MORELAND (Valero Energy Corporation) We have not done that. We do not have any catalyst or pretreat capability in our second stage. I do not think that would be possible for our system.
SUBHASIS BHATTACHARYA (Chevron Lummus Global LLC)
In fact, in KNPC, a similar catalyst system is employed in the Shuaiba refinery. It has two separate units: the first-stage hydrocracker, Unit 68, and the second-stage hydrocracker, Unit 08. Both reactors have a pretreat capability. The first-stage reactor has a lower cycle length of two years compared to the second-stage cycle length of almost four years. So when the first stage is under turnaround for catalyst replacement, say, for a period of four to five weeks, the second-stage reactor can be run on fresh feed.

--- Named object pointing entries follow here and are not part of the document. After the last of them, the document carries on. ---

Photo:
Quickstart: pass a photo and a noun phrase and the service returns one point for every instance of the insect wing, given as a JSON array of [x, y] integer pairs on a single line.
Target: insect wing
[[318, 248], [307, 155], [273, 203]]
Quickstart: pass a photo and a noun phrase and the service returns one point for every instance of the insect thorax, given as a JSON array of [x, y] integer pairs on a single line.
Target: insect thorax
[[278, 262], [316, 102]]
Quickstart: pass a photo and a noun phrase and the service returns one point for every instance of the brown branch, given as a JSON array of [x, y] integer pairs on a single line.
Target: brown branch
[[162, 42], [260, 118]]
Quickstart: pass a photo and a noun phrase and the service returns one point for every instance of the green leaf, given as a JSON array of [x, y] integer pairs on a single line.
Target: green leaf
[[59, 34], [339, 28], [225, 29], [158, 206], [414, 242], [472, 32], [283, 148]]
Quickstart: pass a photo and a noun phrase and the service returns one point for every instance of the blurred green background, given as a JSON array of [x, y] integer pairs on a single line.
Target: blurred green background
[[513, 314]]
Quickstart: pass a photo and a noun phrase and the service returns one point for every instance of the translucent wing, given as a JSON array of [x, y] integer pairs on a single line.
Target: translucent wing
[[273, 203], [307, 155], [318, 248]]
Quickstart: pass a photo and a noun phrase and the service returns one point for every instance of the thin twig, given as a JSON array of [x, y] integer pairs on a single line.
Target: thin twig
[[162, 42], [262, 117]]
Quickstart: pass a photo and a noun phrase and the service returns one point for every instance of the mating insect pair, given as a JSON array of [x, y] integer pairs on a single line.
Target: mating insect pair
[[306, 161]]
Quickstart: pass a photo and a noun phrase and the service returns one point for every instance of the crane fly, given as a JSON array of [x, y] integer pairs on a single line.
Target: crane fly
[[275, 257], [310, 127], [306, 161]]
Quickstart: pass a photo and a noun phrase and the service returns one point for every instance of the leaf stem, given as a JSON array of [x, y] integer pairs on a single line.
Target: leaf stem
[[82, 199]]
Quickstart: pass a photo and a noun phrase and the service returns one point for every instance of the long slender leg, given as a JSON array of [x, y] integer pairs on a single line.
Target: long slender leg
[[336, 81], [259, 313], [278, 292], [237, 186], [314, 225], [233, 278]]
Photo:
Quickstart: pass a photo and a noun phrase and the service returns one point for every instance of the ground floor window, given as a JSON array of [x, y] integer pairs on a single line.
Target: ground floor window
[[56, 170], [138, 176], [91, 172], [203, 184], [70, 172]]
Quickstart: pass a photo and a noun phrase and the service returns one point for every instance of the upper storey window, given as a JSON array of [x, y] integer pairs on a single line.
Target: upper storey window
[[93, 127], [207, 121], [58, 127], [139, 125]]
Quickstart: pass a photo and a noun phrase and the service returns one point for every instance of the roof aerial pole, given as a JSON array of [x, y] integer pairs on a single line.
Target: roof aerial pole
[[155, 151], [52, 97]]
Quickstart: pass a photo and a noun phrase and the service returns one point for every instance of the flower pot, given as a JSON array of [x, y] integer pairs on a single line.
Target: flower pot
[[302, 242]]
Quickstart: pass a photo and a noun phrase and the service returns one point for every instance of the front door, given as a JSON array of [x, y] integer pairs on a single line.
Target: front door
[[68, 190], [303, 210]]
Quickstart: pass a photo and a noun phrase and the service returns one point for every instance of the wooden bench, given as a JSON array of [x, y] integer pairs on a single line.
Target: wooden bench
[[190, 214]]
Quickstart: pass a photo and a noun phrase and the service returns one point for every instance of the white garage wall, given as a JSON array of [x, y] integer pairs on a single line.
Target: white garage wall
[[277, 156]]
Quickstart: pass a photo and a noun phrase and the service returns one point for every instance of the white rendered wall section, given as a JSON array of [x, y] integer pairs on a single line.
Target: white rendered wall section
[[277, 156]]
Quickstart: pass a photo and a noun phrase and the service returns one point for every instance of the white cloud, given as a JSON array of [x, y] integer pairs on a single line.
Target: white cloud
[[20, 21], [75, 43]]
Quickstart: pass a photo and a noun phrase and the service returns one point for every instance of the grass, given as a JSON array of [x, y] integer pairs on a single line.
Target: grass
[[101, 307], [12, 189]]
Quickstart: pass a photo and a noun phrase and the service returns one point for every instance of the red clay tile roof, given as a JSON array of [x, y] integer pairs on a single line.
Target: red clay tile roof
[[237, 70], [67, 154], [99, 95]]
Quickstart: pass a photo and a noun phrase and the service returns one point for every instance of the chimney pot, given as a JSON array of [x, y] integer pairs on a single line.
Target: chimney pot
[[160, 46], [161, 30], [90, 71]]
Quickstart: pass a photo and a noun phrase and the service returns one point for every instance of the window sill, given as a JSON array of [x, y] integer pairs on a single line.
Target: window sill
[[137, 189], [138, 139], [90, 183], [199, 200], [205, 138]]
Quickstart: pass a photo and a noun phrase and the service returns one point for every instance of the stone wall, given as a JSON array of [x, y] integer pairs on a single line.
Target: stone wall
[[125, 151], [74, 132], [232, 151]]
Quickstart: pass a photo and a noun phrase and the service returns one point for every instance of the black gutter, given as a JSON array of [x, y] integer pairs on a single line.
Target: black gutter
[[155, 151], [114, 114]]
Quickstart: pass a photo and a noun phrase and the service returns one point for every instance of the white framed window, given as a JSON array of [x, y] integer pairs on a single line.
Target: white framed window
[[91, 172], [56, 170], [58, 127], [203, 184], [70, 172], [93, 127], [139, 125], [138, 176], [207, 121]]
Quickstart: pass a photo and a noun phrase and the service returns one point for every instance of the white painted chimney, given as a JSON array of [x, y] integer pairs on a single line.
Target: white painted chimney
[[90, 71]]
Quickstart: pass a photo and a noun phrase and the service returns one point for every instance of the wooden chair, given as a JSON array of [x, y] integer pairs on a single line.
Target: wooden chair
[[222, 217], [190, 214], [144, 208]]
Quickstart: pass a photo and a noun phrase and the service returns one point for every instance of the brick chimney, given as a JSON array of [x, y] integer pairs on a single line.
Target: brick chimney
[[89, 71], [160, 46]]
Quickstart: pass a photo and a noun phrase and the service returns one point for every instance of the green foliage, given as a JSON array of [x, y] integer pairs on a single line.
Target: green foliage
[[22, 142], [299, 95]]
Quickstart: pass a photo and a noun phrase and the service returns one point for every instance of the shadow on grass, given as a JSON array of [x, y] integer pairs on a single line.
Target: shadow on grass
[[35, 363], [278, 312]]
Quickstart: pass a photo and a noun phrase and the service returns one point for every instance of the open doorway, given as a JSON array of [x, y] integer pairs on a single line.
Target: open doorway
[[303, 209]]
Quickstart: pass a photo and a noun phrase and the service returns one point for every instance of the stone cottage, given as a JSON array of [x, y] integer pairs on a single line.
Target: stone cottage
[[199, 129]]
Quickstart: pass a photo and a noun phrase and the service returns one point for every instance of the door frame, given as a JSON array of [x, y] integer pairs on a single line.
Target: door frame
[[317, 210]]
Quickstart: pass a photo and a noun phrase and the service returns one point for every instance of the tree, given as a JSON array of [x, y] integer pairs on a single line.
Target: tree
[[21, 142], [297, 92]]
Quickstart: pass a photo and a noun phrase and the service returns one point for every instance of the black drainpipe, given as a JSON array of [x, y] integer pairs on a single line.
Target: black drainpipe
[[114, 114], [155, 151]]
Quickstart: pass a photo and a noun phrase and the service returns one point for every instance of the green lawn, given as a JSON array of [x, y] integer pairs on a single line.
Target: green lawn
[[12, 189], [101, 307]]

DAVID GATES (Motiva Enterprises LLC) I am going to put in my shameless plug for Wednesday morning’s “Fostering Profitability” P&P. [Laughter] I think there will be some conversation around optimization, and I think that some of the comments from Andrew are spot-on.

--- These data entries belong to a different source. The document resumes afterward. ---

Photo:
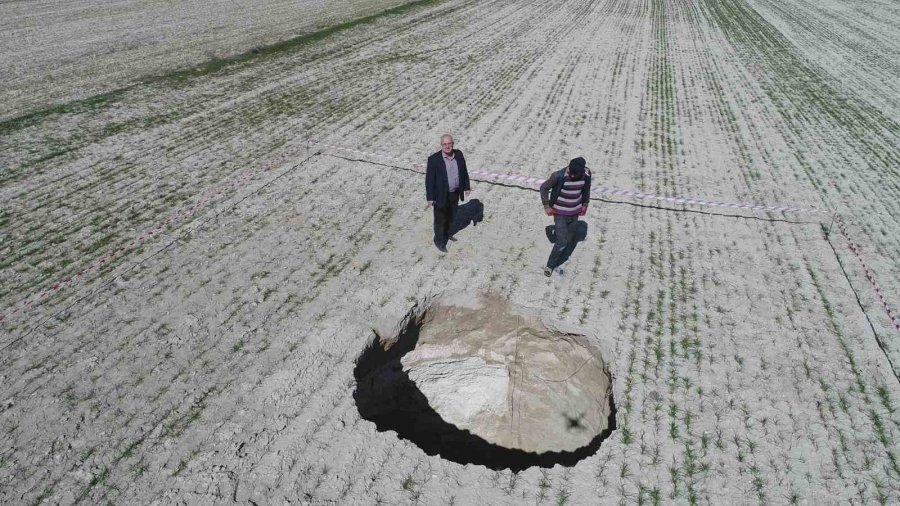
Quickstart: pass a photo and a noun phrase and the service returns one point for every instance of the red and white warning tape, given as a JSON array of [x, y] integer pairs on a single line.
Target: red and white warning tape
[[895, 321], [533, 181], [517, 179], [34, 299]]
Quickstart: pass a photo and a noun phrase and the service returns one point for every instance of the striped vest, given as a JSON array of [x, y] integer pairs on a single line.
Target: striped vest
[[569, 201]]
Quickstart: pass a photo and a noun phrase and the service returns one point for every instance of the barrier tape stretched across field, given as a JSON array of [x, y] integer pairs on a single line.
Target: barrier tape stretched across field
[[533, 181], [517, 179], [36, 298], [895, 321]]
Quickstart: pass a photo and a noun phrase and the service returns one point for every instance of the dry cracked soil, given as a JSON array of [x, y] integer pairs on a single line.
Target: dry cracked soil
[[187, 282]]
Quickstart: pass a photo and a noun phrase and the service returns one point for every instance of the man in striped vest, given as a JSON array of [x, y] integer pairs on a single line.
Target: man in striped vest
[[565, 195]]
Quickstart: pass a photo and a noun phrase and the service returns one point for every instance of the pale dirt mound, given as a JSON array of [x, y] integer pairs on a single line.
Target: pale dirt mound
[[477, 380], [500, 373]]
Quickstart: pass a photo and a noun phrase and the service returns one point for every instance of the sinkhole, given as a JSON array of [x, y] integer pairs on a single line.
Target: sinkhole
[[477, 380]]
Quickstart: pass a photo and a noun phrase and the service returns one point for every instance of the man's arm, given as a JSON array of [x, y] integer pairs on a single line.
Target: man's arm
[[429, 182], [464, 174], [545, 193], [586, 193]]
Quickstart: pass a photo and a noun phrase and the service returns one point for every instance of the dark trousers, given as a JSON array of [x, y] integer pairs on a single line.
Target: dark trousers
[[565, 240], [443, 218]]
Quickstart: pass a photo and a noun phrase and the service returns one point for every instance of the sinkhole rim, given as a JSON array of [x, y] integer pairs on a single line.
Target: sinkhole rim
[[380, 381]]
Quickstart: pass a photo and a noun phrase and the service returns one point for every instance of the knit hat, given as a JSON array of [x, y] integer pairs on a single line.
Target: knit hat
[[576, 167]]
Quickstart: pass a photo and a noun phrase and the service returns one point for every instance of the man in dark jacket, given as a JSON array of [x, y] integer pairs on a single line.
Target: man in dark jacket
[[446, 185], [565, 195]]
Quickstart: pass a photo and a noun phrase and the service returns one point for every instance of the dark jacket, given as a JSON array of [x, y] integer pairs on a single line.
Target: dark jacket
[[553, 185], [436, 186]]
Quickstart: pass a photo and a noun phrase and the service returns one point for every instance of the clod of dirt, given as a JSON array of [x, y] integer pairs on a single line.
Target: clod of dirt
[[478, 380]]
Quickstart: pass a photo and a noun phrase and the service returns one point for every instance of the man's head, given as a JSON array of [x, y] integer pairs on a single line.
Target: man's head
[[447, 144], [576, 168]]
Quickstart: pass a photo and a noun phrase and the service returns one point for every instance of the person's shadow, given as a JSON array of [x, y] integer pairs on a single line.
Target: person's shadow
[[472, 212], [580, 235]]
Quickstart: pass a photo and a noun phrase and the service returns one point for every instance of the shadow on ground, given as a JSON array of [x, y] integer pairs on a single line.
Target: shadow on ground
[[386, 396]]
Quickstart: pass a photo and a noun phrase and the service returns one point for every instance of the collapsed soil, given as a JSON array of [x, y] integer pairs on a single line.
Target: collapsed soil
[[213, 361]]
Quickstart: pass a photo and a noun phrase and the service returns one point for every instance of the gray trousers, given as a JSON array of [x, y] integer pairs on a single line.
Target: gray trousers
[[565, 240]]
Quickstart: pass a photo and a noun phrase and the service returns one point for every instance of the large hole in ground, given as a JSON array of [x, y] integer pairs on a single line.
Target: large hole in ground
[[477, 380]]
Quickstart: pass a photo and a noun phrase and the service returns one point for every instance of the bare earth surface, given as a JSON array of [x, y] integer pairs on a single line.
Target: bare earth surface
[[186, 283]]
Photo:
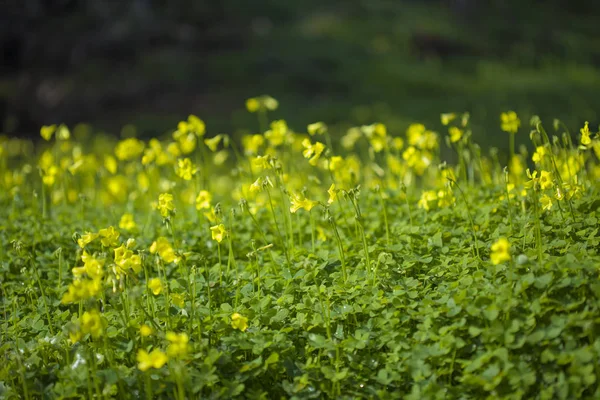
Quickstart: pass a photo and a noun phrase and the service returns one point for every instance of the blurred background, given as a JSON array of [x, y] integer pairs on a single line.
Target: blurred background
[[345, 62]]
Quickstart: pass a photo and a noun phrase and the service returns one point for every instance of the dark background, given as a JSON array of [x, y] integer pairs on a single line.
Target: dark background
[[152, 62]]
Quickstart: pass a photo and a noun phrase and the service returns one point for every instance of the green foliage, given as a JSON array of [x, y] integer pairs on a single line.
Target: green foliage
[[414, 282]]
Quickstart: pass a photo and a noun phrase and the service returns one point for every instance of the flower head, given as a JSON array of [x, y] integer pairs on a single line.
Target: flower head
[[203, 200], [332, 194], [585, 135], [218, 232], [47, 131], [155, 359], [91, 322], [239, 322], [500, 251], [165, 204], [509, 122], [127, 222], [145, 330], [299, 202], [317, 128], [109, 236], [164, 250], [446, 118], [178, 344], [213, 143], [455, 134], [185, 169], [155, 285]]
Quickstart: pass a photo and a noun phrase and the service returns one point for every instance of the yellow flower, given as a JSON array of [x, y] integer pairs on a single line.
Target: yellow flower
[[256, 186], [335, 163], [455, 134], [539, 154], [446, 118], [510, 122], [397, 143], [91, 322], [252, 104], [145, 330], [445, 198], [179, 344], [546, 202], [165, 204], [585, 135], [332, 194], [62, 132], [47, 131], [156, 359], [213, 142], [317, 128], [262, 162], [81, 289], [129, 149], [127, 222], [546, 180], [261, 103], [312, 151], [164, 250], [196, 125], [276, 135], [252, 143], [86, 239], [239, 322], [155, 285], [185, 169], [500, 251], [427, 198], [203, 200], [178, 300], [109, 236], [298, 202], [270, 103], [218, 232], [125, 260], [92, 267]]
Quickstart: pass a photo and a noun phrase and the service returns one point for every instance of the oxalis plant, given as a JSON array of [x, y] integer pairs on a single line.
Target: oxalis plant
[[288, 264]]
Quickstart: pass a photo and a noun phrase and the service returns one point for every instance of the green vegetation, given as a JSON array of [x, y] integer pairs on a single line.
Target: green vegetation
[[291, 265]]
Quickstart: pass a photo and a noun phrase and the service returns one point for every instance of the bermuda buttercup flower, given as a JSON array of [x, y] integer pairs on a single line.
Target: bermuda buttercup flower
[[165, 204], [218, 232], [155, 359], [500, 251], [239, 322], [509, 122], [155, 285]]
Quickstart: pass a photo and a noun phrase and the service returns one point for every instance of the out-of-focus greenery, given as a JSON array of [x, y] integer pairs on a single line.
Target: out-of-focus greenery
[[152, 62]]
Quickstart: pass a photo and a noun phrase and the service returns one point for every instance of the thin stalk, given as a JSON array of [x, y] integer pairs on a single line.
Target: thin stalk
[[37, 277], [462, 194], [538, 229]]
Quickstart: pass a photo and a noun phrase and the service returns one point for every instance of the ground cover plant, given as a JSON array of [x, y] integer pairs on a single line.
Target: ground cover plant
[[290, 264]]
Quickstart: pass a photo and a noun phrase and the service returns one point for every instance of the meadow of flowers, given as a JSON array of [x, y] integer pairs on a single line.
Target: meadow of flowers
[[300, 264]]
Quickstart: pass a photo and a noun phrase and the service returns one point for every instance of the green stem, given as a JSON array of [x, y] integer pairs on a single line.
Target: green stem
[[462, 194]]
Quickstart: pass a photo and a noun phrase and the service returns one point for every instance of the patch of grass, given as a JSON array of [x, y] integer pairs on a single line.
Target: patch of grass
[[294, 264]]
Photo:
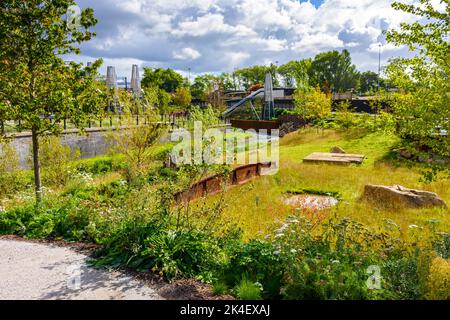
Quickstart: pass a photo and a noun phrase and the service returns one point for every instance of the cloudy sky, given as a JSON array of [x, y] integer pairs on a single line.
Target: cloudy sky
[[221, 35]]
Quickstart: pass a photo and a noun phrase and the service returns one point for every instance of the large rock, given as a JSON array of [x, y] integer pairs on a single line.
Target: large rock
[[398, 195]]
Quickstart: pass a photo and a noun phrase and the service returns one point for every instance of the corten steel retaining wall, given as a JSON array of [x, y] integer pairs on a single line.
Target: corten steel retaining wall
[[216, 183]]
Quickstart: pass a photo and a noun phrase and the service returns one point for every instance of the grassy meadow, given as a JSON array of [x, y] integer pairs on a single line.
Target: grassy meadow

MORELAND (Valero Energy Corporation) I think James Kleiss is on the panel from Valero. Another shameless plug. I think he is actually going to talk about this example a little more as well.
DAVID VANNAUKER (Haldor Topsoe, Inc.)
The options reflect that standard dispositions and economics lead to the preferred route. Options include selling gas oils. For FCC Down:
1. Maximize virgin diesel endpoint.
2. If required, exit jet business and perform wide-cut blending of jet and diesel to manage cold flow properties and endpoint specifications.

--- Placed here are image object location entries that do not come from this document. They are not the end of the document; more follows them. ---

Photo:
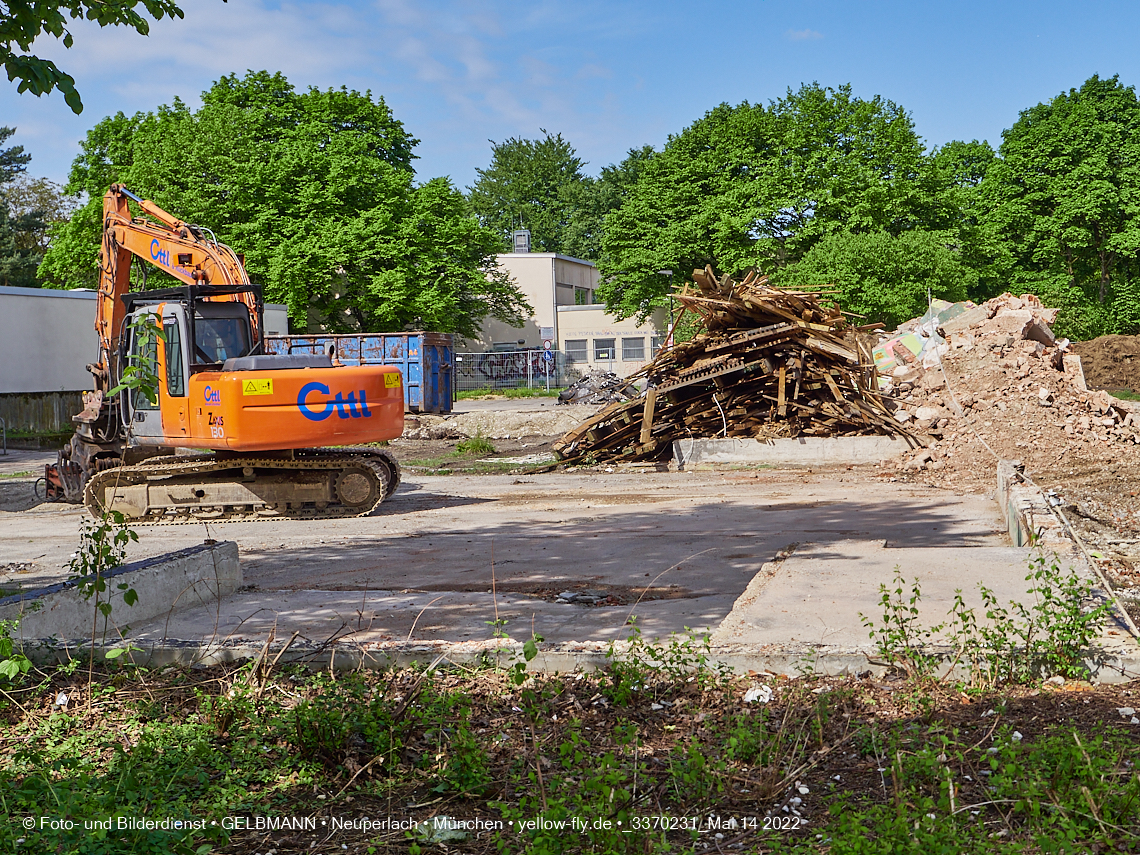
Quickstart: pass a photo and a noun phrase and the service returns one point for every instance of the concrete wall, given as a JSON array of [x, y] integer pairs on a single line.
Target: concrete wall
[[553, 285], [184, 579], [591, 324], [46, 339], [40, 412]]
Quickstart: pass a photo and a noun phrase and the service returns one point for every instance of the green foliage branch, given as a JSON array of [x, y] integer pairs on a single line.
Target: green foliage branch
[[22, 22]]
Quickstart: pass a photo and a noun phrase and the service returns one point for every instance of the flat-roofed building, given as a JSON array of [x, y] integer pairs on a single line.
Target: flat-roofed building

3. Run light feed to the hydrocracker and maximize rates.
4. Run heavy feed to the hydrocracker and maximize volume swell and API gains.
5. For once-through hydrocracker with unconverted oil feeding the FCC, the refiner should maximize conversion in the hydrocracker For HDC (hydrocracker) Down:
6. Maximize virgin diesel endpoint.
7. If required, exit jet business and perform wide-cut blending of jet and diesel to manage cold flow properties and endpoint specifications.
8. Maximize FCC fresh feed rates. Purchased FCC feed may need to be reduced.
9. If the diesel pool cetane is marginal, the FCC may need to be run in maximum naphtha mode.
10. Crude slate may need to be more paraffinic to keep the FCC in heat balance.
JOE FLORES (Criterion Catalysts & Technologies / Zeolyst International)
When a refiner has a hydrocracker processing vacuum gas oil and an FCC unit, he can balance the production of VGO off the crude unit against the capacities of his FCC and VGO HCU. When the HCU is down, VGO can be stored to be processed later or sold on the open market, if VGO production and conversion unit capacity is balanced. In the case where VGO is purchased to keep the conversion units full, the refinery can reduce VGO purchases during times when the conversion units are down. In the end, unit economics will dictate the strategy employed at the time of the outage.